«Aunque mi padre y mi madre me abandonen, tú, Señor, te harás cargo de mí» (Salmos 27:10).
Durante una serie de conferencias impartidas por la Iglesia Adventista, una joven, hija única de un conde, conoció a Jesús. La señorita, perteneciente a la alta sociedad, tenía estudios amplios, tales como un doctorado en filosofía, hablaba japonés, alemán, francés e inglés. Al término de la campaña, estuvo convencida de la verdad expuesta a la luz de las Sagradas Escrituras, por lo que decidió abandonar su religión, el sintoísmo, para aferrarse a las doctrinas de la Iglesia Adventista. Comenzó a guardar el sábado, aceptó a Cristo como su único Salvador y esperaba su venida.
Cuando sus padres se enteraron del cambio de religión de su hija, comenzaron las dificultades. Cierto día, su padre la llamó y le dijo:
—Querida hija, tú no puedes pertenecer a la religión adventista. No puedes abandonar el sintoísmo. ¿Qué van a decir nuestras amistades, la sociedad?
Con todo cariño y respeto, la joven trató de convencer a su padre de que solo la Biblia tiene la verdad divina y que solo podía creer en ese Dios de la Biblia. Así siguieron las discusiones religiosas entre padre e hija. Finalmente, cerrando sus ojos al plan de salvación, el padre ordenó a su hija que se fuera de la casa:
—Tienes dos horas para hacer tus maletas y salir de aquí —le dijo con dureza.
Mientras hacía sola su maleta, porque su padre ordenó que ningún sirviente le ayudara, recordaba el texto bíblico: «El que ama a su padre o a su madre más que a mí, no es digno de mí». «El que ama a su hijo o hija más que a mí, no es digno de mí». También en su corazón comenzó a cantar el himno: «Yo te seguiré oh Cristo donde quiera que estés […] aunque todos te negaren yo Señor te seguiré». Tomó su maleta y un auto la llevó hasta la plaza, donde fue dejada a su suerte.
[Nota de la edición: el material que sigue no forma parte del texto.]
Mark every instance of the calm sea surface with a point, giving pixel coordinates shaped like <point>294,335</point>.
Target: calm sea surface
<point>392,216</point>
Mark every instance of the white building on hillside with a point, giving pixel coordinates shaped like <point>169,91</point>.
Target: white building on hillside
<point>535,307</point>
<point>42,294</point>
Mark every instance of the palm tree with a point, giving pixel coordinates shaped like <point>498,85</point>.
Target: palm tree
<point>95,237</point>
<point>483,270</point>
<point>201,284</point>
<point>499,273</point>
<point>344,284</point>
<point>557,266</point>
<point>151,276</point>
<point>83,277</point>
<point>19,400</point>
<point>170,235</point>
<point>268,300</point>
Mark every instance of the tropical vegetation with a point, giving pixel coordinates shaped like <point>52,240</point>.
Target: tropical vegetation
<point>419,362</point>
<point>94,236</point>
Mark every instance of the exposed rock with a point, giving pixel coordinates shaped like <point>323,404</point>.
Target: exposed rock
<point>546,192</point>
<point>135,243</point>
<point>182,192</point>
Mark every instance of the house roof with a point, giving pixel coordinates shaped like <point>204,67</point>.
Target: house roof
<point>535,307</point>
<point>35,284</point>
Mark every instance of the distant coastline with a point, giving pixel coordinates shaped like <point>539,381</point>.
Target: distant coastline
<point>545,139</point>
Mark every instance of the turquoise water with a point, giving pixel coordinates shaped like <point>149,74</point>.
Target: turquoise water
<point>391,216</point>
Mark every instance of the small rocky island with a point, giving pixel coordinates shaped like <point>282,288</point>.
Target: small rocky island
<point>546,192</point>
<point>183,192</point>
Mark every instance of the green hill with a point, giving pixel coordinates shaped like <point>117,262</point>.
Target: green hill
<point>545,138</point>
Ella siempre había tenido personas a su servicio y no había
tenido la necesidad de trabajar. Ahora sola y sin el amparo de sus padres, se le ocurrió rentar un cuarto de hotel.
Querida amiga, en ocasiones seremos rechazadas inclusive por nuestra propia familia debido a la fe que profesamos. Sin embargo, si eso sucede, recuerda la promesa del texto de hoy: «Porque aunque mi padre y mi madre me hayan abandonado, el Señor me recogerá» (Salmos 27:10, RVC). No estamos solas. Esas son maravillosas noticias.